Although all the patients in this study were sensitive relapsed cases, the overall response rate of 78% is one of the best results reported for relapsed SCLC. Moreover, although only selected patients with a good performance status were included in this study, it is notable that the median survival time was 11.8 months and the 1-year survival rate was 49%. In JCOG- 9511, the MST was 12.8 months in the IP arm and 9.4 months in the PE arm for chemotherapy naive ED SCLC patients (Noda et al, 2002). Our survival data for PEI is almost equivalent to that of first-line treatment. Salvage chemotherapy may be possible to prolong the survival of sensitive relapsed SCLC patients who are in good physical condition.

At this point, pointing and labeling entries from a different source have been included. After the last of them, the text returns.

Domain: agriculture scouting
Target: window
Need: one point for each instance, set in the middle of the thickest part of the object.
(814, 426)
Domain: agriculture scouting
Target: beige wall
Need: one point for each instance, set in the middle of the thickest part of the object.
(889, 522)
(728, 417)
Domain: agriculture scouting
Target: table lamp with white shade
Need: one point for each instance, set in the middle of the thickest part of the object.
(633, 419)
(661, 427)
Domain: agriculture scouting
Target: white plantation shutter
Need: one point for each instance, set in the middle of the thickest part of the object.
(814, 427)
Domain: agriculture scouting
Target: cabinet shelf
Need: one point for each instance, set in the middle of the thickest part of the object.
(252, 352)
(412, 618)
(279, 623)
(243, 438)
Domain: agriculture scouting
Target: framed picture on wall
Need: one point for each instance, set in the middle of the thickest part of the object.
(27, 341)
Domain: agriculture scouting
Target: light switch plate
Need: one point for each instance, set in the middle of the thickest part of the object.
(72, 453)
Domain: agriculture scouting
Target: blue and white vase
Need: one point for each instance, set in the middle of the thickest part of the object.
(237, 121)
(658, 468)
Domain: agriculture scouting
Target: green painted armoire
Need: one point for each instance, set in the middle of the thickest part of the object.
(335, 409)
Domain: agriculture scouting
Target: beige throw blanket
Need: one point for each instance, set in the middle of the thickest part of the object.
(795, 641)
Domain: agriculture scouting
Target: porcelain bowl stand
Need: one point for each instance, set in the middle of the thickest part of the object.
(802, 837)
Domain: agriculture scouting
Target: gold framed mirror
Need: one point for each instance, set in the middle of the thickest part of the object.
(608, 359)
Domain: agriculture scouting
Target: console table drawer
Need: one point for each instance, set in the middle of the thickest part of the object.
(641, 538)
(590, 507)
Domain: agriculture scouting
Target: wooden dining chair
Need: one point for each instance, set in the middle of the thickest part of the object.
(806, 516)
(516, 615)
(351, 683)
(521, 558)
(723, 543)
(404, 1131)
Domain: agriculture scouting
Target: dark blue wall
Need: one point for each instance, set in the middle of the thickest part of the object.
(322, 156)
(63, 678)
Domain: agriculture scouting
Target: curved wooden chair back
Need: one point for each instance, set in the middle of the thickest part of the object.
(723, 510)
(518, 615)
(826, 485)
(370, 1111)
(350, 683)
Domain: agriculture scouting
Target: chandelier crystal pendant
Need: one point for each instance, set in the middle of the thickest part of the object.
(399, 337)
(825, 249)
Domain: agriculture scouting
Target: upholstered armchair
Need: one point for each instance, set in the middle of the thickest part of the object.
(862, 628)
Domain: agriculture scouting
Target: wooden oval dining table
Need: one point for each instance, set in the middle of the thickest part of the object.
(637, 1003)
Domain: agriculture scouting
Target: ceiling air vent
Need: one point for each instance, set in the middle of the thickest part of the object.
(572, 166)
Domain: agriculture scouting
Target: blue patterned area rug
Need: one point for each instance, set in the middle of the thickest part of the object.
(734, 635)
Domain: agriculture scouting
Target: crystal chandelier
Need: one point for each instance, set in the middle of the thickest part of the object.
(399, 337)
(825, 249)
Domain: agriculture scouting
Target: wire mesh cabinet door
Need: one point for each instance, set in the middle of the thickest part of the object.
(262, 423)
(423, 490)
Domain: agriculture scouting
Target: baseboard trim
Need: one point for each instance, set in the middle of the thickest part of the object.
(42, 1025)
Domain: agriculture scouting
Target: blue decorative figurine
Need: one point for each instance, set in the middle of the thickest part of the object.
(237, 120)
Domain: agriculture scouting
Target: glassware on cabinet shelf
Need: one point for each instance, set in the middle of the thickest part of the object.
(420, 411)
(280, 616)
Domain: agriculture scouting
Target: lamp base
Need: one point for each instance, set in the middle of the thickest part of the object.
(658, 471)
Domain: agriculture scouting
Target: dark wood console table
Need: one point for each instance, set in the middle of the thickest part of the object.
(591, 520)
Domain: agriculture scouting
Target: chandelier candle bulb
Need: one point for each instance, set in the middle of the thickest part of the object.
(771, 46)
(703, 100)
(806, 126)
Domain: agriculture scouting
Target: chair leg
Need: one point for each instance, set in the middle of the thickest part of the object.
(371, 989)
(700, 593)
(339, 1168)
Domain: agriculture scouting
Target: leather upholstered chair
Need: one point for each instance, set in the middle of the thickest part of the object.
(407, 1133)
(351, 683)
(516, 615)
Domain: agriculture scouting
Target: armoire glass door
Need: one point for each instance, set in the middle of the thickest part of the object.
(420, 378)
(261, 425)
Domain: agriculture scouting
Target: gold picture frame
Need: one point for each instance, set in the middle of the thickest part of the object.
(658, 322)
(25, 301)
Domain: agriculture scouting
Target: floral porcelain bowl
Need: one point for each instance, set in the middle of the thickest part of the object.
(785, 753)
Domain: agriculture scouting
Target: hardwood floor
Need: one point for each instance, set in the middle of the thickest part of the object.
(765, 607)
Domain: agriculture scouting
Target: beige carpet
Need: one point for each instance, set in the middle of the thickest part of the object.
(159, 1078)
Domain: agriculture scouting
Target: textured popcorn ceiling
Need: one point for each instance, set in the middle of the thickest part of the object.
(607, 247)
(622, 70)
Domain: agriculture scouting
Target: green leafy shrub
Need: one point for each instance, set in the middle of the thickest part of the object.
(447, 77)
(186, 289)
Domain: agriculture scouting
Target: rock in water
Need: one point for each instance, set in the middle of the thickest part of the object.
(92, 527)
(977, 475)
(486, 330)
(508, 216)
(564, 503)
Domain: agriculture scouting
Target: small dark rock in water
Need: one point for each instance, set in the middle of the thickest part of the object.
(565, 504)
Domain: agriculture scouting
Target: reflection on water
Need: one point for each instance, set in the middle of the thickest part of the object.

Since second-line chemotherapy for relapsed SCLC patients is a palliative treatment, a reasonable toxicity profile is essential. The main toxicities of the PEI regimen were haematological. Although G-CSF was routinely administered, Grades 3–4 leucopenia and neutropenia were observed in 55 and 73% of patients, respectively. Grades 3–4 thrombocytopenia was observed in 33% of patients. However, the frequencies of these haematological toxicities were approximately equal to that of first-line PE treatment (Noda et al, 2002). Nonhaematological toxicities were mild and transient in all patients. Grades 3–4 diarrhoea was noted in only three patients (8%). Irinotecan dose modifications as a result of haematological toxicities were only performed in six patients (15%). All toxicities were easily manageable, and no treatment-related deaths occurred.

In conclusion, PEI is a highly active and well-tolerated treatment for sensitive relapsed SCLC. Another phase II trial restricted to refractory relapsed SCLC patients is presently being performed by our clinical group. Further phase III studies comparing PEI regimen with rechallenges of the same drugs used in the first-line chemotherapy regimen should clarify the role of second-line chemotherapy for sensitive relapsed SCLC and are now being planned.